Ok boys and girls it’s a Tuesday. Nothing exciting about this right? It’s not a Monday, so not the beginning of a week, which we all view as horrible. It’s not Friday so there is not that little spark of anticipation that happens when you know it’s the end of the week. Nope, it’s only Tuesday so you’d think the events of today would be as boring as the day of the week that it happened on.
I managed to get up and get ready with little happening, so I anticipated it to be a nice, quiet day. Oh how wrong I was.
It started off with a call to On-Star on behalf of my 84 year old Grandmother. She recently purchased a new to her car. Her old one having died an ungracious death. She bought a 2011 Cadillac CTS because she refuses to drive anything other than a Cadillac. Said Cadillac comes with 90 days of unlimited On-Star services, so I sit down in the car to activate service for her. 30 minutes later, service has NOT been activated, so I assure her I will call the toll free number to remedy the situation. I get on the phone and proceed to tell the operator I need to speak with someone about activating the account. After being transferred around and put on hold for no less than 15 minutes I get a lady who proceeds to read the instructions to me that I’ve been following for 30 minutes with out success. I nastily let her know that repeating the same steps for at least 30 minutes did not end in activation like she assures me that it would. Her only trouble shooting tip was to drive the car around for a mile or so and try again. Gee thanks, next time I’m at my Grandmother’s I’ll try that… So I give up on that for the moment. I then ask to be transferred back to customer service because I need to ask about the basic pricing on the various plans that are offered. She can’t find my grandmother’s account so she is unable to transfer me. I’m flabbergasted at this point, I mean seriously? They have my grandmother’s information I’m literally staring at the card your company sent with her name and type of car she’s purchased. But yet you can’t transfer me to answer basic questions? I literally scream at her “You don’t want my money?” She proceeds to give me the pricing information I’m looking for and I hang up assuring her I’ll drive around before hitting the On-Star button again.

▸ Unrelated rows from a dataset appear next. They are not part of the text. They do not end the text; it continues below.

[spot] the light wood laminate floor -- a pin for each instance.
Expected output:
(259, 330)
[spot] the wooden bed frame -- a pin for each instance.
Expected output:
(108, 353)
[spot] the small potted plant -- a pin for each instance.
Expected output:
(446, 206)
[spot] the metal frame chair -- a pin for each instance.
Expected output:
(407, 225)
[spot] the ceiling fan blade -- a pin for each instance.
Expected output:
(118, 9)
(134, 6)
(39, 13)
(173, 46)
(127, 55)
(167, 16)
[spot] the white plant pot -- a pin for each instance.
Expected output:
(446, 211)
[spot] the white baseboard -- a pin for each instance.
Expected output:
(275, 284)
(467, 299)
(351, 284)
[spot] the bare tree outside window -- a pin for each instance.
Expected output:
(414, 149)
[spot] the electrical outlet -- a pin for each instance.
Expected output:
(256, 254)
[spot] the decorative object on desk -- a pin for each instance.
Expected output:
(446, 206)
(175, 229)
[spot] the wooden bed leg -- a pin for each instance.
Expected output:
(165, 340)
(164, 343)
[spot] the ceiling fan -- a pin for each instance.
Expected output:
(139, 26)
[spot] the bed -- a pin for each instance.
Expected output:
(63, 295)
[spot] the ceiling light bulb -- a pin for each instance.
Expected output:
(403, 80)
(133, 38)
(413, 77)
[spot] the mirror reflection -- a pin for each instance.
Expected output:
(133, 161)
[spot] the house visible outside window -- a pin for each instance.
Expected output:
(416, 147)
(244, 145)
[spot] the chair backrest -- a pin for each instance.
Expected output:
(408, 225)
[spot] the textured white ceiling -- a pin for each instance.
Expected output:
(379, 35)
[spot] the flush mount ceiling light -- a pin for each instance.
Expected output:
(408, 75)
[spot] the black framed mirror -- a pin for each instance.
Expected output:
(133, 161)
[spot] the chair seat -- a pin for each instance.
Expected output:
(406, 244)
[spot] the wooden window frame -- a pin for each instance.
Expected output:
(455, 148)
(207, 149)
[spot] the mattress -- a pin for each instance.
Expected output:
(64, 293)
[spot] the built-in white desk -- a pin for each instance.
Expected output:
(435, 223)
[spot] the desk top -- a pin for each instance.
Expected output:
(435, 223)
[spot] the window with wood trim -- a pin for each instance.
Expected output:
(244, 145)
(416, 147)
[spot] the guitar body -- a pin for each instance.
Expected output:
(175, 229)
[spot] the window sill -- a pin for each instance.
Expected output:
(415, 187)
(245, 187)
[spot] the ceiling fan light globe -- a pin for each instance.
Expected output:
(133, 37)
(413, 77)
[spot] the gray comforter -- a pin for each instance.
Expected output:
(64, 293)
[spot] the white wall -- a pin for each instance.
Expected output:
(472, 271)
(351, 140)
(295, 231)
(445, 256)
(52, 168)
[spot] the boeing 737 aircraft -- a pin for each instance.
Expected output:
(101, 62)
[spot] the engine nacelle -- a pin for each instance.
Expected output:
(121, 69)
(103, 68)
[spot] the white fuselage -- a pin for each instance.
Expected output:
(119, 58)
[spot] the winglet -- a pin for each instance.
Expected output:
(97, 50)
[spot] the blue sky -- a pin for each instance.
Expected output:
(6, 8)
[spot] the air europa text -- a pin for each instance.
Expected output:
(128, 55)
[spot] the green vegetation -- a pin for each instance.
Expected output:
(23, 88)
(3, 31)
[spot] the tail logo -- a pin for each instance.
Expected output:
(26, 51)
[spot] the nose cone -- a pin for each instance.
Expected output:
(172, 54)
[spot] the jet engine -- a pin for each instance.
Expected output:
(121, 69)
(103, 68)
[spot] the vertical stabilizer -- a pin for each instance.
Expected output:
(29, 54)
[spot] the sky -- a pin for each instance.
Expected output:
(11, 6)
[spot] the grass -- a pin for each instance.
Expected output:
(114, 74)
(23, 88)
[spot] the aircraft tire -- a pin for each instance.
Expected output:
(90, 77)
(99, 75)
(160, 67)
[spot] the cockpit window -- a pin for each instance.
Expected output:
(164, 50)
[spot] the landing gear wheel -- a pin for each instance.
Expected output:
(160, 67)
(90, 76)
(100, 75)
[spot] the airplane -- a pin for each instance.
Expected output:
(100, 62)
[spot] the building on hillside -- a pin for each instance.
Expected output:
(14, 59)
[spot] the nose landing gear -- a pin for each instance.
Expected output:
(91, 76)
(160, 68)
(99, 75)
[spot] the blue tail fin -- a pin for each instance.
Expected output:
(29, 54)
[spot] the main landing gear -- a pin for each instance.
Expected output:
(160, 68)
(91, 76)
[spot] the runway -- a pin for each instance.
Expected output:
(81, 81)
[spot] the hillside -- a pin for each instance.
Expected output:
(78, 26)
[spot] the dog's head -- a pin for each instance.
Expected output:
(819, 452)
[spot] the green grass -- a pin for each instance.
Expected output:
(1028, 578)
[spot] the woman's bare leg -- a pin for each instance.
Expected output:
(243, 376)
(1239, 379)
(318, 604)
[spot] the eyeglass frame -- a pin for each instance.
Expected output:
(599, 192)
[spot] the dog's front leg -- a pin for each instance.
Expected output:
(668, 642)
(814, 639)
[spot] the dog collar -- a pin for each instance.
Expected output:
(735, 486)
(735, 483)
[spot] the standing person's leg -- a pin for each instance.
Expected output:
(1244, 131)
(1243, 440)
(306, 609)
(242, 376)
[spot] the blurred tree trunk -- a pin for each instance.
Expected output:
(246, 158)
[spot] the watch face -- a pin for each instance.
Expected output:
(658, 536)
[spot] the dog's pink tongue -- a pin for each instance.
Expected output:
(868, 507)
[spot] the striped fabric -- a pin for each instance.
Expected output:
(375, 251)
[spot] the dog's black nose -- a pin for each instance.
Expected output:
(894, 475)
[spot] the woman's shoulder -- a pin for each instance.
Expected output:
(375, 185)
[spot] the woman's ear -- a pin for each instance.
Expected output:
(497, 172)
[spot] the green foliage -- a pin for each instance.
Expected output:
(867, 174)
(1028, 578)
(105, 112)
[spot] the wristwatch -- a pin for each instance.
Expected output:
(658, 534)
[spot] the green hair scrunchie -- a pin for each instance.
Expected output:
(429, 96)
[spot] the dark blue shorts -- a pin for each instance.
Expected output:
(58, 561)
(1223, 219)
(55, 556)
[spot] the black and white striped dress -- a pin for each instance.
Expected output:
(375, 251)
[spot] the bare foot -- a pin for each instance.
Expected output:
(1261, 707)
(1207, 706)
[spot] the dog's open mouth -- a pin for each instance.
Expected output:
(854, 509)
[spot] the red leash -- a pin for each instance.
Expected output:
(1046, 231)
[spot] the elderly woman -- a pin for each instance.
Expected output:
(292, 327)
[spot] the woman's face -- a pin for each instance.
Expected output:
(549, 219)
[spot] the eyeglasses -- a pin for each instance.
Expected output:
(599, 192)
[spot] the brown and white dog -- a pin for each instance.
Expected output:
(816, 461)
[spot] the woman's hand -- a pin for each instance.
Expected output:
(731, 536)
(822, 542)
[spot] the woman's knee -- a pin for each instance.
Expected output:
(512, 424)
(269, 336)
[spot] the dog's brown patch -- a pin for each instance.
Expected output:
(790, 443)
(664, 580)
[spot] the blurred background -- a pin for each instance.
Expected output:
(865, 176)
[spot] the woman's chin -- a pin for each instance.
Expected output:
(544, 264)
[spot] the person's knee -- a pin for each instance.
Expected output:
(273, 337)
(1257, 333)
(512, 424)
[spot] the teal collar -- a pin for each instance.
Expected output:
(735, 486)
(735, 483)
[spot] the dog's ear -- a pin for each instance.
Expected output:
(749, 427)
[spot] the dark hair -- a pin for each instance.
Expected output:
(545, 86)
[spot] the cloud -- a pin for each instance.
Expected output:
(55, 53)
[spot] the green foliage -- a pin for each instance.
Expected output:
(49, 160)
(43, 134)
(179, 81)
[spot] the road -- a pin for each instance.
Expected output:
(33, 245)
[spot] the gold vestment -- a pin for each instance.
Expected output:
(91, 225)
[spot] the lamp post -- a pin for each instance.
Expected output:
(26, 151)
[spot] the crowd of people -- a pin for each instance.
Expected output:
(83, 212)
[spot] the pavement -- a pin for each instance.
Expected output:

So than I start some tedious paperwork, as I’m sitting at my desk processing the mind numbing paperwork I have to do, my lower abdominal region starts to gurgle… A little painful signal that I need to make my way to the restroom. But I only have like 2 maybe 3 more pages and my task will be complete. I’m thinking it’ll be ok, I can hold it till then… My body starts clenching together as the pain becomes more intense. I’m thinking now hmmm it’s only a little gas I can let a little eek out, I turn on my fan so no one in my vicinity has to suffer and I trust that rumbling just needs a pressure release a.k.a a fart and I’ll be good to complete my task. Then I can rush to the restroom and take care of business. Oh, how I wrong I was. I didn’t have a disaster of epic proportions but still I should NOT have trusted what I thought was a fart.
This portion of the morning is a two parter. I completed my task (thank goodness) then I rushed to the restroom where I discovered my first mistake. I will spare you the details because frankly I’m not that cruel to the populace at large. But I will interject as I was I standing up in the stall, pulling up my pants, I hear a click and watch with horror as my ID badge for work sails through the air and lands with a plop into the toilet that had not been flushed yet. Again I will spare you the gory details but my badge was rescued and washed in the sink.
Now most of you would think that would be the highlight of the day. But wait there’s more! Last night I had dinner with friends at Olive Garden, so I brought home left overs of lasagna and bread sticks. Which I in turn brought in for lunch. See I’m being budget and food conscious. I’m rather proud (wink, wink). Along with our public microwave in our office we also have a toaster oven, which I thought since they provide a bag to heat up your breadsticks would be an awesome combo. Again how wrong I was. I heat up my lasagna and my breadsticks are heating up as well. I hear the ding of the toaster oven so I head that way. I open the door and see the bag containing my yeasty goodness is all brown and in fact a whole section is black!!! Then the burnt smell hits me, apparently the bag had been touching the heating coils and were just a few seconds away from catching on fire!!! So now my breaksticks are icky and there is a horrendous burnt smell wafting through the office (sigh). At first I think phew nothing else could possibly happen today, then I realize it’s only lunch time… So please pray for me, that I make it though the rest of today without incident.